By Pauleen Le, ple@wkbt.com
Published On: Oct 17 2013 05:49:25 PM CDT
Updated On: Oct 17 2013 06:30:16 PM CDT
Upper Mississippi Fish and Wildlife Refuge

WKBT, News8000.com

LA CROSSE COUNTY, Wis. -

Furloughed employees at the Upper Mississippi River Wildlife and Fish Refuge headed back to the office Thursday after the government shutdown ended.

Now, the hard part begins -- trying to catch up on more than two weeks of missed work.

After 16 days, the gates at the Upper Mississippi Wildlife and Fish Refuge are finally unlocked, but the open field isn't the only thing with butterflies.

“The word ‘great’ just doesn't capture the feeling,” said Paula Ogden-Muse, the visitor and services manager at the refuge.

She was one of the nine full-time staff members furloughed during the government shutdown and could not wait to physically get back to work.

“Even though you they tell you, ‘You can't work,’ they tell you, ‘You can't go to the visitors center and check your email,’ but you just can't stop your brain from working and still wanting to serve people,” said Ogden-Muse.

But as excited as she is, she knows making up for lost time won't be easy.

“We lost opportunities to work with schoolchildren, we lost opportunities to work with veterans (and) we lost opportunities to work with the public,” said Ogden-Muse.

“We sat down this morning and had to reprioritize our priorities,” said Jim Nissen, the refuge’s La Crosse district manager.

Training sessions, as well as several school and community events, had to be canceled during the shutdown. It also delayed some field research that needed to be done.

Nissen said while some things can be rescheduled, it may be too late for others.

“Some of the vegetation monitoring we had scheduled probably won't happen, just because of where we're at in the fall right now," said Nissen. "Some of the work setting out the buoys, checking boundaries and that kind of thing, those are going to be the priority.”

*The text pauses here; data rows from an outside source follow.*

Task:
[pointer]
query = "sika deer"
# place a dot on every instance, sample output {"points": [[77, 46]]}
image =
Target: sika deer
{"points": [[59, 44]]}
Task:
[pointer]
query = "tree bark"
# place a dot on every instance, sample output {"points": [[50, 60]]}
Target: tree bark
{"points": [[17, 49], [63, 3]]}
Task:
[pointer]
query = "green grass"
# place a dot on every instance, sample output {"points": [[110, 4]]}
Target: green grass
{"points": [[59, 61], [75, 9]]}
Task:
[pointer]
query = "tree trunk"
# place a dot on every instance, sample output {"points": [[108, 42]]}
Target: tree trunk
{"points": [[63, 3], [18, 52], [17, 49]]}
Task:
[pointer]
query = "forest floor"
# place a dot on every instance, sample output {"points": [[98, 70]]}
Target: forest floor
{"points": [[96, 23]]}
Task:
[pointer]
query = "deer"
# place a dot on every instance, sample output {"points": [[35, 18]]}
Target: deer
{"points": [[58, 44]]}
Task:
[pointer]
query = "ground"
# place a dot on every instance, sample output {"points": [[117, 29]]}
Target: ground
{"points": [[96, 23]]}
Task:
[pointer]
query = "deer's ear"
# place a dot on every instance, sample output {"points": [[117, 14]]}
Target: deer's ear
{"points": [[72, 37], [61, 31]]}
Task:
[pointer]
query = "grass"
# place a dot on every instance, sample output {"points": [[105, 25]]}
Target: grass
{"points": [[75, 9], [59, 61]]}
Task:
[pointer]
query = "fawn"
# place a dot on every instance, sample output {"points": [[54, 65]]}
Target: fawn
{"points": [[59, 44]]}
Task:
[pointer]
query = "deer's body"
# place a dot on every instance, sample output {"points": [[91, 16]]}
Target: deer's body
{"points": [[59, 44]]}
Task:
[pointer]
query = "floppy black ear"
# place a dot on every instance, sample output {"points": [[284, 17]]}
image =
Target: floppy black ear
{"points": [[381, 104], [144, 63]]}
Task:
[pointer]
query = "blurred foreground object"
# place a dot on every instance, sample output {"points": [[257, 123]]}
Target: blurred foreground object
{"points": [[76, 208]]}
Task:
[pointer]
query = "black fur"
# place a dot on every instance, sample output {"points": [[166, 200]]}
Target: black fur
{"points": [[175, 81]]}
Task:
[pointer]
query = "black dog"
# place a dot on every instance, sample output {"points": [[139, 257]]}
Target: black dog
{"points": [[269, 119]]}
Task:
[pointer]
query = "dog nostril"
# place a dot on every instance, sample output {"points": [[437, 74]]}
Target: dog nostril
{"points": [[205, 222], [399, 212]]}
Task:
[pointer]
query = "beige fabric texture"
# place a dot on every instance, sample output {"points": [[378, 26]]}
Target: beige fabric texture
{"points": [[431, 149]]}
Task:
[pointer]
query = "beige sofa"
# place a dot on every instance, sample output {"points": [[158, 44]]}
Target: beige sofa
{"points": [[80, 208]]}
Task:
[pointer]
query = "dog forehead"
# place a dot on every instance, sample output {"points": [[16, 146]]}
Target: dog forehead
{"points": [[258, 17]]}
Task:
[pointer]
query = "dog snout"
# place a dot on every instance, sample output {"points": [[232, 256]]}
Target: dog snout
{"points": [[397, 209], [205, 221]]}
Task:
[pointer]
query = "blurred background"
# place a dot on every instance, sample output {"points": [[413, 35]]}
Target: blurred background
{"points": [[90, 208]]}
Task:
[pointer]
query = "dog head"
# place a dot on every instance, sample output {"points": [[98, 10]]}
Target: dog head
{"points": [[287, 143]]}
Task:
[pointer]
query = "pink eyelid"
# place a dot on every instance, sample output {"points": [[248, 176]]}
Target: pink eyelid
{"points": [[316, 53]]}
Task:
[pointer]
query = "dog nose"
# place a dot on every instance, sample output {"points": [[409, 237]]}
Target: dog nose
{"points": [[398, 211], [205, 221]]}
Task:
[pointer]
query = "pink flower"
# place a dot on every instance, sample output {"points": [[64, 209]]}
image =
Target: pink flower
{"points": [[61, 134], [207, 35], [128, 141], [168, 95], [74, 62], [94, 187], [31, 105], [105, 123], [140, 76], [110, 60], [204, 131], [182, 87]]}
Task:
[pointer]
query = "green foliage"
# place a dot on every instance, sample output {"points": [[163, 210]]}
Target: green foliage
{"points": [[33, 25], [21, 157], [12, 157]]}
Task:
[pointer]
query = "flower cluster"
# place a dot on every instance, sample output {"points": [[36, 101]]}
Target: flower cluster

It's not exactly the position they want to be in, but Nissen hopes it won't happen again.

“It's a challenge, that's for sure,” said Nissen. “Hopefully we're through it now and we don't see it again, and we can move forward.”

Nissen said some of the events that had to be canceled during the shutdown would have brought in people from across the country, which meant lost dollars in the local economy for hotel stays and meal expenses.

The Fish and Wildlife Service was supposed to start issuing trap tags Oct. 7 for the upcoming waterfowl and hunting season but couldn't because of the shutdown. It will be open Sunday to issue tags.